The past lives alongside the present as historians document the ways African American residents have shaped DC life and culture, not only through their mathematical ingenuity, contributions to the culinary arts, skilled craftsmanship, forms of musical expression, and work carried out in domestic spheres, among other influences. African Americans have also left their mark through their suffering as well as their collective efforts to achieve equality for their communities. Auction blocks and “slave pens” were prevalent in downtown DC – albeit generally unacknowledged among the upscale condominiums, shopping centers and eateries patronized by well off residents. During the 1700 and 1800s, Black-led battles for human rights and economic opportunity in DC turned toward the courts where captive laborers used lawsuits to petition for freedom and engaged in self purchase to escape enslavement.
The dire need for safe accommodations, as well as the ability to provide for their families during the post-civil war period, produced waves of Black activism that are still tangible in D.C. today. During the mid-19th century, Freedman’s Bureau policies allowed Black Washingtonians to purchase land and build homes in Barry Farm – a sprawling parcel of land located in SE that became a public housing complex in 1954 and remains a highly contested site today.
As African Americans moved into the 20th century, the fight for housing would only intensify with large numbers of Black residents being crowded into alley dwellings and disadvantaged by a segmented labor force that limited the majority to low paying work. Subsequent decades would unleash the damaging forces of gentrification and urban renewal - displacing them from Georgetown, Foggy Bottom and, eventually, Southwest Washington. Coupled with the triple threats of restricted covenants, redlining, and blockbusting, ghettoization would foster untenable conditions for African Americans thus setting the stage for, both, the massive uprisings of the 1960s and the heightened forms of gentrification that would go on to make the sustained presence of working class residents living in DC so tenuous today.
Despite the host of elected officials collaborating with private developers and displacing the poor and people of color, African Americans have not responded passively to these machinations. As the city is making good on its decades long plan to demolish and redevelop Barry Farm, organizers are coalescing in the spirit of James Banks, Dr. Dorothy Ferebee and Etta Mae Horn. These activists helped found the Barry Farm Band of Angels and Washington Welfare Alliance in the shadows of the civil rights movement. The work of present-day organizers, such as members of the Barry Farm Tenants and Allies Association, highlight the connections between 21st century struggles and those of the past.
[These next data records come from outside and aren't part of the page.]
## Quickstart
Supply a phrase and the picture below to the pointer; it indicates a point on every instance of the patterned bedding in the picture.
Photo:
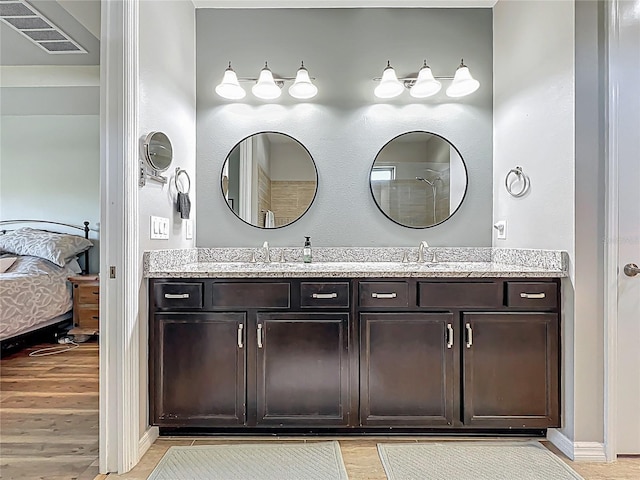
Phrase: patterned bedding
(32, 293)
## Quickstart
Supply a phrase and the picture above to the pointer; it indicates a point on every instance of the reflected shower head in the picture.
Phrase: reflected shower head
(424, 180)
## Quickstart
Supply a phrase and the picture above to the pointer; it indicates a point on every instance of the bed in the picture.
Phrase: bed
(34, 290)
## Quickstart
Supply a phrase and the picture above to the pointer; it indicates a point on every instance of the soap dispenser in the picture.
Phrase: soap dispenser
(306, 251)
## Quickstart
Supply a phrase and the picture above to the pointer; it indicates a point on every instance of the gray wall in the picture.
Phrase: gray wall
(50, 157)
(345, 125)
(166, 104)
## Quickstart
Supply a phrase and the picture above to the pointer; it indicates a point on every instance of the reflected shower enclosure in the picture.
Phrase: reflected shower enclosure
(418, 179)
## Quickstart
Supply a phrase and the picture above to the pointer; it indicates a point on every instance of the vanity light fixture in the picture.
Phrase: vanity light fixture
(302, 88)
(425, 84)
(229, 87)
(463, 83)
(267, 87)
(389, 86)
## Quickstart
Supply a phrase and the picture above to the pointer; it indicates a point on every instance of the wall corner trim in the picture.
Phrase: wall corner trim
(577, 451)
(148, 438)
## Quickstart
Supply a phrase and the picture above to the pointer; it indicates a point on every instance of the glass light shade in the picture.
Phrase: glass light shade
(266, 87)
(463, 83)
(302, 88)
(229, 87)
(425, 85)
(389, 86)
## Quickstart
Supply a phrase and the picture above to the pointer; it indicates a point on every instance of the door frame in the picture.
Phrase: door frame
(120, 442)
(613, 122)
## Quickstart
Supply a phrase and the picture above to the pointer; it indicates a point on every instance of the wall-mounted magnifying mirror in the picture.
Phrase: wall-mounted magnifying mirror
(269, 180)
(158, 154)
(418, 179)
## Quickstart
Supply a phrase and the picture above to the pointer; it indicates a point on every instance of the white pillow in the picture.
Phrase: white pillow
(6, 262)
(55, 247)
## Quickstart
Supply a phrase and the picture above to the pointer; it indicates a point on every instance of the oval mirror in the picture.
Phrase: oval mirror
(418, 179)
(158, 151)
(269, 180)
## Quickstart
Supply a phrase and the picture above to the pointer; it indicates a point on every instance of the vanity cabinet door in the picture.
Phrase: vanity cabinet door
(406, 369)
(199, 374)
(511, 370)
(302, 369)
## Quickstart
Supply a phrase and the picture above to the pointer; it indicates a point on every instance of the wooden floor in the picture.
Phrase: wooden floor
(49, 414)
(49, 427)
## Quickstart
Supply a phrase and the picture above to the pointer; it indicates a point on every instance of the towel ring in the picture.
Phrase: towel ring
(179, 172)
(521, 176)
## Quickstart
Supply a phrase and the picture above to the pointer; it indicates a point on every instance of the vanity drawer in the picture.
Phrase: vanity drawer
(251, 295)
(460, 294)
(172, 295)
(324, 294)
(384, 294)
(532, 294)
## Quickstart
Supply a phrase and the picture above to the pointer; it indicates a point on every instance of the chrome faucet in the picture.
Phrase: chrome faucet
(265, 250)
(421, 248)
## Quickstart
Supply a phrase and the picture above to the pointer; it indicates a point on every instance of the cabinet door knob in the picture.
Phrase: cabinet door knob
(176, 295)
(449, 335)
(384, 295)
(533, 295)
(240, 327)
(631, 270)
(469, 335)
(324, 295)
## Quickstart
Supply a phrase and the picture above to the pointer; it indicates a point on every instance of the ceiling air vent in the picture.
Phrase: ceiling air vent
(21, 16)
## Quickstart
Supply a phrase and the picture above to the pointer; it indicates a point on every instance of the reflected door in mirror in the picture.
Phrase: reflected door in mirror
(269, 180)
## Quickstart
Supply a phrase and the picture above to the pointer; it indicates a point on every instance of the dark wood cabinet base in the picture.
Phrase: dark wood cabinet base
(405, 356)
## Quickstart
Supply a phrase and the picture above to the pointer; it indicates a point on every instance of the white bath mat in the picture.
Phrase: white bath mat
(473, 461)
(261, 461)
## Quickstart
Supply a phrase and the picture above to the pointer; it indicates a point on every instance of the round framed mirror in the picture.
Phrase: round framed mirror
(418, 179)
(269, 180)
(158, 151)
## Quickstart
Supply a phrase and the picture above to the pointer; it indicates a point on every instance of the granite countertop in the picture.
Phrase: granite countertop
(355, 262)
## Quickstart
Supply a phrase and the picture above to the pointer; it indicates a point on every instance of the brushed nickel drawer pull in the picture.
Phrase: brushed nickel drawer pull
(176, 295)
(324, 295)
(449, 335)
(384, 295)
(533, 295)
(240, 327)
(469, 335)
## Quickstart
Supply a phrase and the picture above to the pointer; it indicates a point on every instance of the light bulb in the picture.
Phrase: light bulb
(266, 87)
(463, 83)
(389, 86)
(229, 87)
(425, 85)
(302, 88)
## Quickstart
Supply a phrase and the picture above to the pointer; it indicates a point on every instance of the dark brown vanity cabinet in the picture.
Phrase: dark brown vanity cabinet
(510, 370)
(302, 368)
(228, 353)
(198, 373)
(406, 369)
(460, 354)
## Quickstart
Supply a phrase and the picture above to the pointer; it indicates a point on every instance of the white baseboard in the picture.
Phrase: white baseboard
(149, 437)
(577, 451)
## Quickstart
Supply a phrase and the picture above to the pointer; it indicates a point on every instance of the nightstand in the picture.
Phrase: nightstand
(86, 304)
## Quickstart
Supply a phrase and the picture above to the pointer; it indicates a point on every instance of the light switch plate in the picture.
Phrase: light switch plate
(159, 228)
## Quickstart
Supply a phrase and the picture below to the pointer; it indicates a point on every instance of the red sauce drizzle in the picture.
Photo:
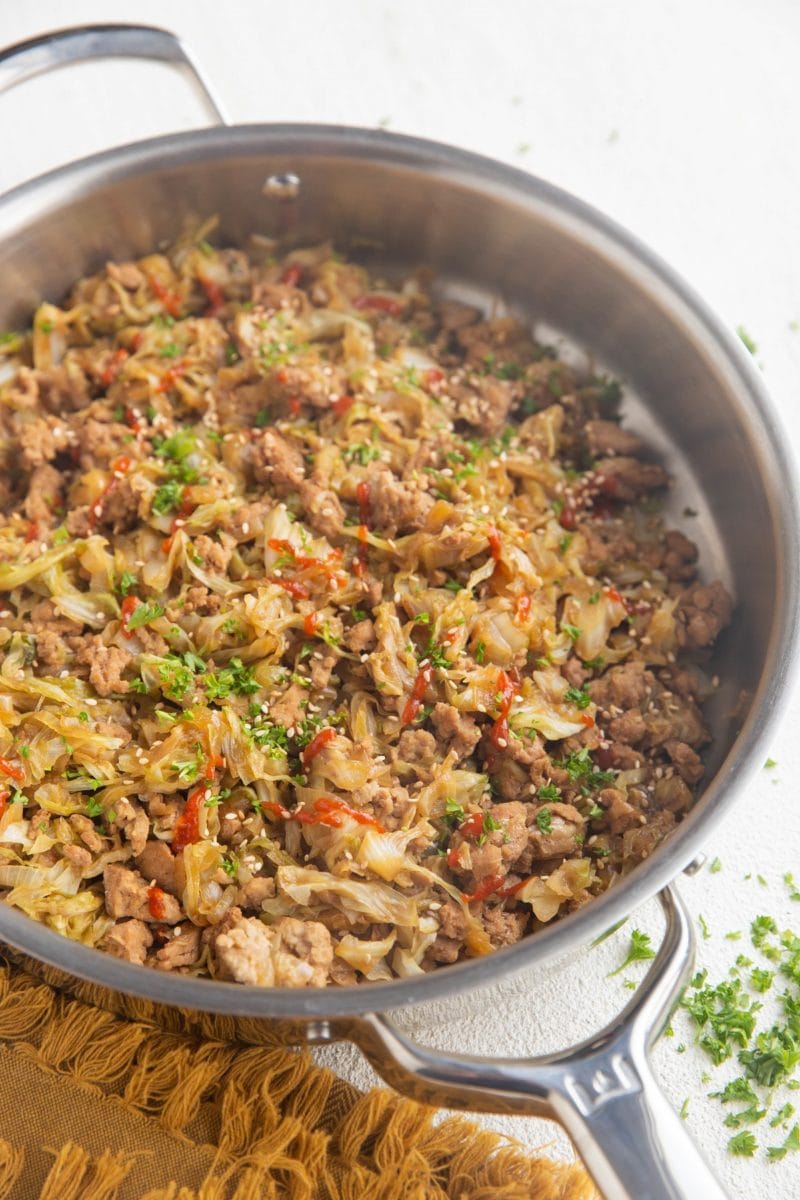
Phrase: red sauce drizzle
(214, 293)
(156, 903)
(299, 591)
(317, 743)
(362, 497)
(379, 304)
(127, 609)
(330, 813)
(342, 406)
(507, 688)
(187, 827)
(119, 467)
(12, 771)
(326, 810)
(487, 887)
(170, 377)
(292, 275)
(414, 702)
(523, 607)
(473, 827)
(170, 300)
(617, 597)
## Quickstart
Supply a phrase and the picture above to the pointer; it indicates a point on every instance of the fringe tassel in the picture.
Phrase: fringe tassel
(283, 1129)
(11, 1164)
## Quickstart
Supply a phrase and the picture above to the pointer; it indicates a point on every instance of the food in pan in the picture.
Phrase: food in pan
(341, 635)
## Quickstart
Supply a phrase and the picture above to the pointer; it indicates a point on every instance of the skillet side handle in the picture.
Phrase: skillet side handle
(602, 1091)
(630, 1138)
(62, 46)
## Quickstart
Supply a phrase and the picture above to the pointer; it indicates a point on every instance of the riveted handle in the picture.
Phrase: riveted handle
(50, 51)
(602, 1091)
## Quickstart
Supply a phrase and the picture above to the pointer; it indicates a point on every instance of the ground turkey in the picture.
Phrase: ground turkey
(106, 665)
(126, 895)
(128, 940)
(461, 733)
(396, 505)
(278, 462)
(289, 954)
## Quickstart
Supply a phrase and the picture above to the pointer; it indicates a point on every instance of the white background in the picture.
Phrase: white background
(680, 119)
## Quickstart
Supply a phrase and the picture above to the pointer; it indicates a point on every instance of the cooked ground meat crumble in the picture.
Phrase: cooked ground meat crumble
(341, 633)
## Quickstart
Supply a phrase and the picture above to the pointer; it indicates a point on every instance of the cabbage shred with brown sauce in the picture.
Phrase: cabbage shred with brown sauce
(341, 634)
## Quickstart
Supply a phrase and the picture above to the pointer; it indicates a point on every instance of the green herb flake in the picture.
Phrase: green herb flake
(743, 1144)
(144, 613)
(792, 1143)
(549, 792)
(577, 696)
(545, 820)
(639, 951)
(750, 345)
(167, 497)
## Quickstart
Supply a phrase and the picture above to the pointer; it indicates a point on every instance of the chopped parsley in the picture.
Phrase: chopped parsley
(578, 696)
(361, 453)
(583, 772)
(743, 1144)
(126, 582)
(639, 952)
(167, 497)
(234, 679)
(792, 1143)
(144, 613)
(548, 792)
(750, 345)
(545, 820)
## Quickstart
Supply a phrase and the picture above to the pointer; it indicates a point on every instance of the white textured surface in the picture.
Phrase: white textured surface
(679, 119)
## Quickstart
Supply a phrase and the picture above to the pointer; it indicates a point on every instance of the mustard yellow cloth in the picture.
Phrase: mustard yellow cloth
(100, 1108)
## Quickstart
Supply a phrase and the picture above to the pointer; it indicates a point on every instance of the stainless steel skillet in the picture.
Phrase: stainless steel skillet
(486, 231)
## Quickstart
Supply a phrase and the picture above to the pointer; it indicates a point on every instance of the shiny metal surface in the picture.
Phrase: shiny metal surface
(491, 234)
(62, 46)
(602, 1091)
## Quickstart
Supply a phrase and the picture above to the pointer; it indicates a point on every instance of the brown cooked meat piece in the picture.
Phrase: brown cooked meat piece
(289, 954)
(106, 665)
(126, 895)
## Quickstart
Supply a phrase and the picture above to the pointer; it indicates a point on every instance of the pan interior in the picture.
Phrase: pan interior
(495, 238)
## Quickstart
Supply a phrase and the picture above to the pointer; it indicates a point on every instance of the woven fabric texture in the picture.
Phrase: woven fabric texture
(101, 1108)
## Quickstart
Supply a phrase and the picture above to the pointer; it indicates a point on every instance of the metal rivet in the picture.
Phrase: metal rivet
(319, 1031)
(696, 865)
(284, 186)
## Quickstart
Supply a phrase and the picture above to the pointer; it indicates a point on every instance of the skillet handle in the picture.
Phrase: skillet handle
(50, 51)
(602, 1091)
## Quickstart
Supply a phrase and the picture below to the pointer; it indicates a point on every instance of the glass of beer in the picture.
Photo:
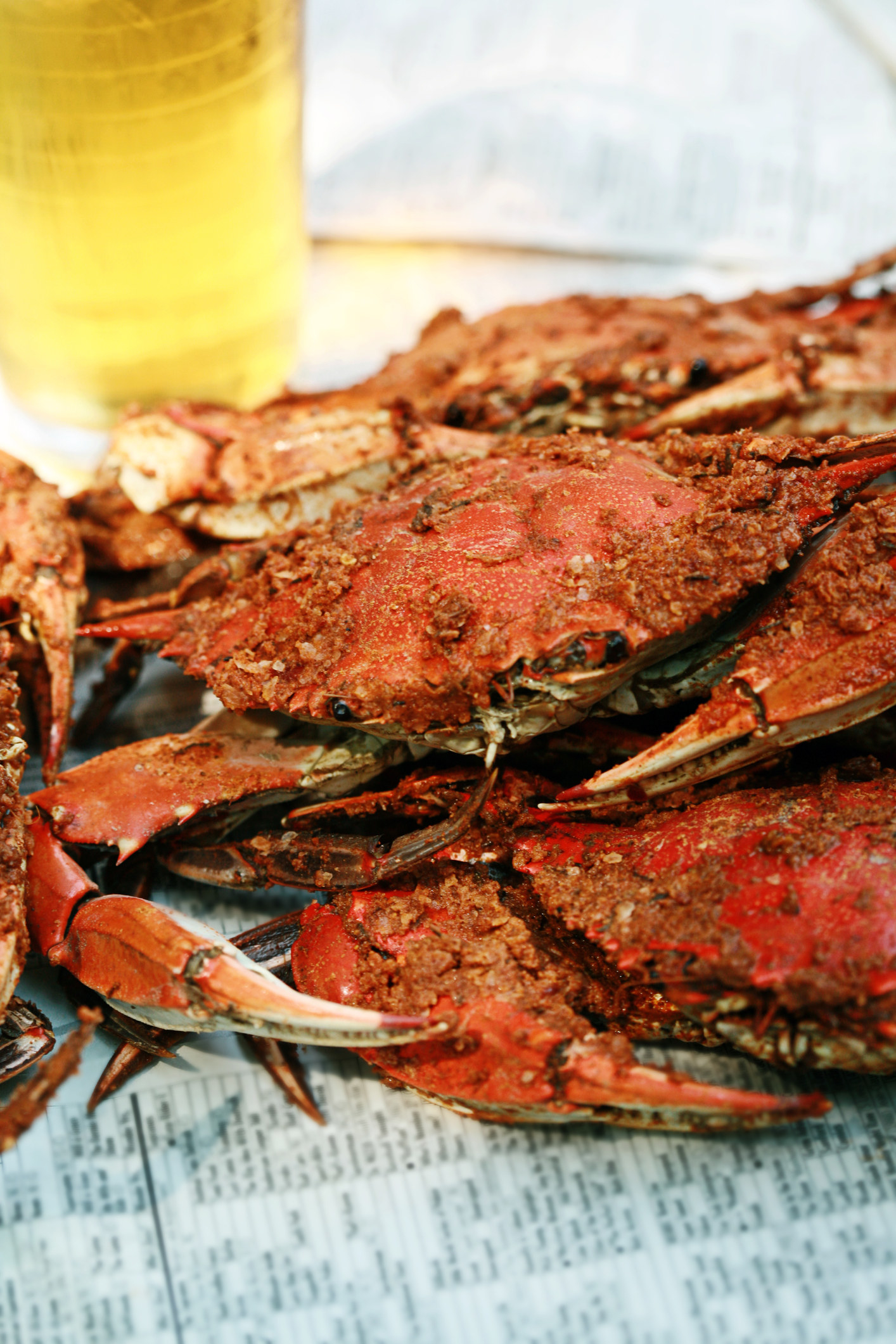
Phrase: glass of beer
(151, 213)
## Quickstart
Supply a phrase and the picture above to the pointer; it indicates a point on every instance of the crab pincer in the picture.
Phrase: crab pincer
(515, 1047)
(170, 971)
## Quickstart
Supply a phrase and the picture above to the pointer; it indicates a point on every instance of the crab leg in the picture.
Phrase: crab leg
(26, 1035)
(819, 663)
(31, 1098)
(320, 862)
(170, 971)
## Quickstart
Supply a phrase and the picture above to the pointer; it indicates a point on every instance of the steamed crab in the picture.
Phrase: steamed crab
(156, 968)
(542, 949)
(481, 603)
(813, 361)
(765, 918)
(41, 596)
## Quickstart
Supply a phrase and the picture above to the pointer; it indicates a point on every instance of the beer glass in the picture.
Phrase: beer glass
(151, 233)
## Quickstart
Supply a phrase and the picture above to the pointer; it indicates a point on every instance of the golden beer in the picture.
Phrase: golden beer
(151, 237)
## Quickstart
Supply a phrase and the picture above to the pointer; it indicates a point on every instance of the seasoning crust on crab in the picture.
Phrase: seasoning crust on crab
(500, 596)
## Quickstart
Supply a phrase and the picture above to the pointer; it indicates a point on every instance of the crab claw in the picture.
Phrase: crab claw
(608, 1075)
(511, 1051)
(320, 862)
(819, 663)
(170, 971)
(133, 793)
(506, 1072)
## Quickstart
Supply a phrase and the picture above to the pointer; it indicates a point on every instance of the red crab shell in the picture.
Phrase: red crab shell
(758, 905)
(527, 584)
(515, 1049)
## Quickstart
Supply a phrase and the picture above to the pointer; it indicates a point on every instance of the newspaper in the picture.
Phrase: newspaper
(736, 134)
(196, 1205)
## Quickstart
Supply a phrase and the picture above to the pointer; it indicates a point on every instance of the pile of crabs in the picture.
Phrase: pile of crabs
(556, 659)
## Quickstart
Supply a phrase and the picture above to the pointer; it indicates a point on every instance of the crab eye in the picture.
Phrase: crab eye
(617, 647)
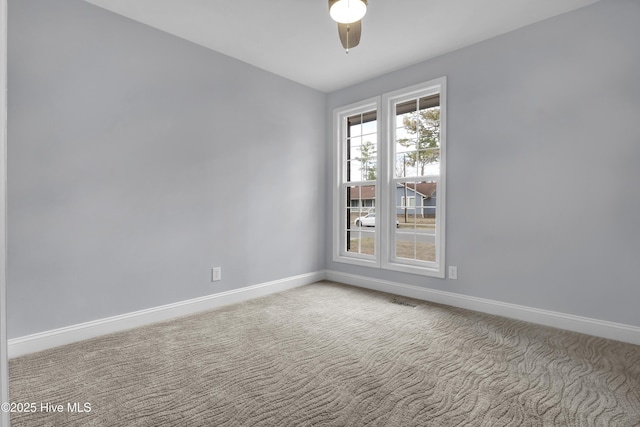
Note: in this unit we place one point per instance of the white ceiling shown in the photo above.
(298, 40)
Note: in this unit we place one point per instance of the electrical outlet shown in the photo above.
(216, 274)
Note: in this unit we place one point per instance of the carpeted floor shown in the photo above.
(333, 355)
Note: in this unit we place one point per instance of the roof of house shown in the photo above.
(364, 192)
(426, 189)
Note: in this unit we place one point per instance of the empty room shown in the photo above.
(320, 213)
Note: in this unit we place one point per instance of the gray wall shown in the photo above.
(548, 114)
(130, 151)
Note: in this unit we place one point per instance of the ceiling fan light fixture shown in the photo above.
(347, 11)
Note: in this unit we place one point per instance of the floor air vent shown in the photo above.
(400, 302)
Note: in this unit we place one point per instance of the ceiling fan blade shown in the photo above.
(350, 34)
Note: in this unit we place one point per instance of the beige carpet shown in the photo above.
(332, 355)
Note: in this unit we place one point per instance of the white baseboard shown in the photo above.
(585, 325)
(57, 337)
The fight to achieve housing and a sustained sense of belonging in DC during the post-slavery moment is thrown into stark relief by the contemporary efforts of African American activists to achieve the same aims. The struggle continues as the historical record documents how the vulnerabilities of the present are inextricably linked to those of the of the past. The battle to achieve access to truly affordable housing and economic opportunity today is rooted in centuries long acts of resistance, advocacy, and organizing designed to achieve equality for Black people in DC and, by extension, all Washingtonians. As social justice activist Mary Church Terrell so rightfully observed, it is only when these goals are reached that the gaps between notions and praxis will be repaired vis-à-vis the image of America, as symbolized by its capital, as the global ideal of liberty and human rights.
The research of Chris Asch, James Borchert, C. R. Gibbs, Stanley Harrold, Kate Masur, George D. Musgrove, and The Reclamation Project were central to the completion of this essay.